OpenAI ha annunciato ufficialmente il lancio di “ChatGPT for Teens”, una nuova versione del suo celebre chatbot specificamente progettata per gli adolescenti di età compresa tra i 13 e i 17 anni. Secondo quanto dichiarato dall’azienda, questa evoluzione dei suoi modelli di intelligenza artificiale punta a coniugare l’innovazione tecnologica con la massima tutela dei minori, promuovendo un apprendimento più approfondito e consapevole. La nota diffusa sottolinea come la piattaforma sia stata concepita non solo per garantire un ambiente protetto, ma anche per incoraggiare attivamente gli utenti più giovani a sviluppare capacità analitiche e di pensiero critico nello svolgimento delle attività quotidiane e scolastiche.
Dal punto di vista della sicurezza, il sistema introduce barriere e restrizioni di default notevolmente potenziate rispetto alla versione standard per adulti. Il chatbot è programmato per bloccare sul nascere contenuti sensibili o potenzialmente dannosi legati a violenza, autolesionismo, disturbi alimentari e sfide virali pericolose, oltre a inibire interazioni di natura sessuale o romantica. Un aspetto centrale della nuova politica per i minori riguarda il contrasto alla dipendenza emotiva: per evitare che i ragazzi sviluppino un attaccamento simulato con la tecnologia, a ChatGPT è severamente vietato dichiarare di possedere una coscienza propria, una personalità o affetti personali, disattivando inoltre la capacità di rispondere con voci troppo umanizzate.
Oltre ai filtri sui contenuti, “ChatGPT for Teens” integra innovativi strumenti educativi e un sistema di monitoraggio per le famiglie.
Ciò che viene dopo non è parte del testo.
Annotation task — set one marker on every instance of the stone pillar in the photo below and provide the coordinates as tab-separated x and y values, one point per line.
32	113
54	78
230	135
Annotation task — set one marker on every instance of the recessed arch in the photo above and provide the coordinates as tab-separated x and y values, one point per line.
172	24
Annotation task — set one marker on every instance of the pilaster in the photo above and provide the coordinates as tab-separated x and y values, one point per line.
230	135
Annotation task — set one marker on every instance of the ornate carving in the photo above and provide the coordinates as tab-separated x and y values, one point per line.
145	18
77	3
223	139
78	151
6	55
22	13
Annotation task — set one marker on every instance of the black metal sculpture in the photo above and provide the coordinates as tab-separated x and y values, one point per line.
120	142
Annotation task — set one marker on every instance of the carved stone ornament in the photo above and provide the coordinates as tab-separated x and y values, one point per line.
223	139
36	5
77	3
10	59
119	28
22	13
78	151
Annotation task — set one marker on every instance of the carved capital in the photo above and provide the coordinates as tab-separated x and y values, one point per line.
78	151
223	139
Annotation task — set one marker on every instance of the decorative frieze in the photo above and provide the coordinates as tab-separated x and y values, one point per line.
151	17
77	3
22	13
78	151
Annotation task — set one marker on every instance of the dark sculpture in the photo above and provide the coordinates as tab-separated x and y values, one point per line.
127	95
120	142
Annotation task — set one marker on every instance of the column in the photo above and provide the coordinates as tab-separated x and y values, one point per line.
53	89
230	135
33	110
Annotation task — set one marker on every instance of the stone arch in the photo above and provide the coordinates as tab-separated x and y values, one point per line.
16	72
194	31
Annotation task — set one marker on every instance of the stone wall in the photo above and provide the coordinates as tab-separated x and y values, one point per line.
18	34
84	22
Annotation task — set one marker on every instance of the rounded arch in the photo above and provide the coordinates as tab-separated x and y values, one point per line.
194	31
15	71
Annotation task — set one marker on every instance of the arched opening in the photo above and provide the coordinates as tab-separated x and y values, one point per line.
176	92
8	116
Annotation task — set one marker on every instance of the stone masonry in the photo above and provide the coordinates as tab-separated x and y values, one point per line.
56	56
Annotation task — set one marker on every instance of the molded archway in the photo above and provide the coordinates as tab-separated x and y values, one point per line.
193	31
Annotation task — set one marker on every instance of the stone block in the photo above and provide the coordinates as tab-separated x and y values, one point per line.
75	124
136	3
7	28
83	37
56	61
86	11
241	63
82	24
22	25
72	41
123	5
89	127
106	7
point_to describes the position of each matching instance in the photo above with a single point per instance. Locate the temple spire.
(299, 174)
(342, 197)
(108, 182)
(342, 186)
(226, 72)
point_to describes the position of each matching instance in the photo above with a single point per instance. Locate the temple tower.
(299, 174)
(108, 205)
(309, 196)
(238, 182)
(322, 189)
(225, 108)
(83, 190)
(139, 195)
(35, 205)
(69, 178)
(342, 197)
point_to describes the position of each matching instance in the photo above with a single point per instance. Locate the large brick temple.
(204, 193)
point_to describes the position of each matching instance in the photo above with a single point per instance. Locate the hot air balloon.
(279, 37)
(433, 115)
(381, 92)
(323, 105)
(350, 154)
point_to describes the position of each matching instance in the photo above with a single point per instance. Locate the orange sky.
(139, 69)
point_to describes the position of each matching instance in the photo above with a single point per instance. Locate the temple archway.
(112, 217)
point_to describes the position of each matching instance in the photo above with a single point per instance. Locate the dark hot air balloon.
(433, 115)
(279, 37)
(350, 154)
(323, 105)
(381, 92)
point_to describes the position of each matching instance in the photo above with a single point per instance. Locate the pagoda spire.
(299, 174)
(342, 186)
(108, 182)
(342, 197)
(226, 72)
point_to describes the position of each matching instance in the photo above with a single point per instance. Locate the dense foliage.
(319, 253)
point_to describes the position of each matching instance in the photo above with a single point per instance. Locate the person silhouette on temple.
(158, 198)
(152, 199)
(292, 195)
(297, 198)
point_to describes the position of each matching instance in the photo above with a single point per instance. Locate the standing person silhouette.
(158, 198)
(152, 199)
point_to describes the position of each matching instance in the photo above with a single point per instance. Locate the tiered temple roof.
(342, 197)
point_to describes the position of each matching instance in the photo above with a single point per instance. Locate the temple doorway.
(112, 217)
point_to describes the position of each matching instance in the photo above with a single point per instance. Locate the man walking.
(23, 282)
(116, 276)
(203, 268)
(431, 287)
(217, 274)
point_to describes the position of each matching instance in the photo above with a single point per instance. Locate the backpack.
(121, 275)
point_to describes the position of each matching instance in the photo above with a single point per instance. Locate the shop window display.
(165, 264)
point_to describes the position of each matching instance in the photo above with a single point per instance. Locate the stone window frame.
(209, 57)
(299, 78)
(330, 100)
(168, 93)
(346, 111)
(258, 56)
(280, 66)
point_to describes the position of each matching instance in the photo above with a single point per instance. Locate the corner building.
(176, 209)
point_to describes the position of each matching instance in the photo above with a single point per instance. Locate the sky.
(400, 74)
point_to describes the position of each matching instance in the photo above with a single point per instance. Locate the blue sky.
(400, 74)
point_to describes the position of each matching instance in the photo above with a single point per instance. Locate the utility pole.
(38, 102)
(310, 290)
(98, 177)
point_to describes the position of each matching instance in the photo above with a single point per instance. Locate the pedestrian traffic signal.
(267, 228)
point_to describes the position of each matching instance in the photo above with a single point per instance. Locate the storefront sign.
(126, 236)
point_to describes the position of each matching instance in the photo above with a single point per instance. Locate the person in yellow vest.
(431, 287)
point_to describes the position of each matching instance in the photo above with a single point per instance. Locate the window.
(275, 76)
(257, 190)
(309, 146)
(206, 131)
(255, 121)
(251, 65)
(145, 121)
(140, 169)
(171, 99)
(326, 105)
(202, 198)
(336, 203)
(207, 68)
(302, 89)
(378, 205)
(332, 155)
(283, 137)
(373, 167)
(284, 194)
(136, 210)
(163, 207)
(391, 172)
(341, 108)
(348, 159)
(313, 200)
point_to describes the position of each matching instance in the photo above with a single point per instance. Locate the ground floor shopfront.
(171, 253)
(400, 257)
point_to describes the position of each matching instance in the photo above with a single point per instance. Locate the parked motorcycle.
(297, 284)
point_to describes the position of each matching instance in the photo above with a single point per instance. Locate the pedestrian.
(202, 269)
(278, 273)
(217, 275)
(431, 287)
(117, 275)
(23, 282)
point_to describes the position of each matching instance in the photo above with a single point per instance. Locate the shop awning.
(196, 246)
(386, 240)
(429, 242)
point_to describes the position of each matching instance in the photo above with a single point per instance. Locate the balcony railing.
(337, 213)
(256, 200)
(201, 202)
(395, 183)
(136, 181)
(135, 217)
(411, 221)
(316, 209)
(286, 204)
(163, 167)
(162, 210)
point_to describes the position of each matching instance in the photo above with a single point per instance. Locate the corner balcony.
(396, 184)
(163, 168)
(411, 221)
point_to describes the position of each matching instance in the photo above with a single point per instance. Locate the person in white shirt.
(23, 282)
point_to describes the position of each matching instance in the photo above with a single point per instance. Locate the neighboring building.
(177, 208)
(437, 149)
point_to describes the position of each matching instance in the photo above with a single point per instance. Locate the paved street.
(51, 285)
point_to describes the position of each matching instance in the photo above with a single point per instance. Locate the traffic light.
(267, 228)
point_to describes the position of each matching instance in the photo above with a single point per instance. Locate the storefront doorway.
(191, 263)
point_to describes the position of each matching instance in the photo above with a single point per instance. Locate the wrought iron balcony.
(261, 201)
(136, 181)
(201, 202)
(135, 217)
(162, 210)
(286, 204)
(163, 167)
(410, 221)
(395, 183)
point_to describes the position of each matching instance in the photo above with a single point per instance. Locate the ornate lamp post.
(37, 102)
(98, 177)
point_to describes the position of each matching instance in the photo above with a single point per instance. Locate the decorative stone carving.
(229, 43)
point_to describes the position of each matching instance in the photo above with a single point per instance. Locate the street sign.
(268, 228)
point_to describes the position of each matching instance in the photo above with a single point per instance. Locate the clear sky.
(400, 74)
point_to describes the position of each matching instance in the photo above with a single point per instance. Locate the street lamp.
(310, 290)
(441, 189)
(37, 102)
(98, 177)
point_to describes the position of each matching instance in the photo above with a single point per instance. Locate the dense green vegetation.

Tra le principali novità spicca lo “Study Mode”, una modalità di studio che orienta il chatbot verso la risoluzione collaborativa dei problemi, spingendo gli studenti a comprendere i concetti logici anziché limitarsi a ricevere risposte pronte per i saggi scolastici. I genitori possono collegare il proprio profilo a quello dei figli tramite una dashboard dedicata per configurare i controlli parentali, impostare le “ore di silenzio” (quiet hours), attivare promemoria regolari che invitano a fare una pausa e ricevere notifiche di allerta in situazioni di rischio acuto, il tutto salvaguardando la privacy dei testi scambiati nelle singole chat.
Il debutto di questa versione dedicata arriva in un momento di forte dibattito pubblico e pressioni legali sulla sicurezza dell’IA generativa per le fasce d’età più giovani, ormai abituate a utilizzare gli assistenti digitali sia per l’istruzione sia per l’intrattenimento. Nel ridefinire le regole di ingaggio con la Generazione Z, OpenAI ha collaborato con esperti dello sviluppo e associazioni psicologiche per trovare un delicato equilibrio tra autonomia e protezione. La sfida dichiarata è quella di trattare gli adolescenti nel pieno rispetto della loro fase evolutiva, fornendo loro un prezioso alleato digitale senza però esporli a derive relazionali o a rischi per la salute mentale.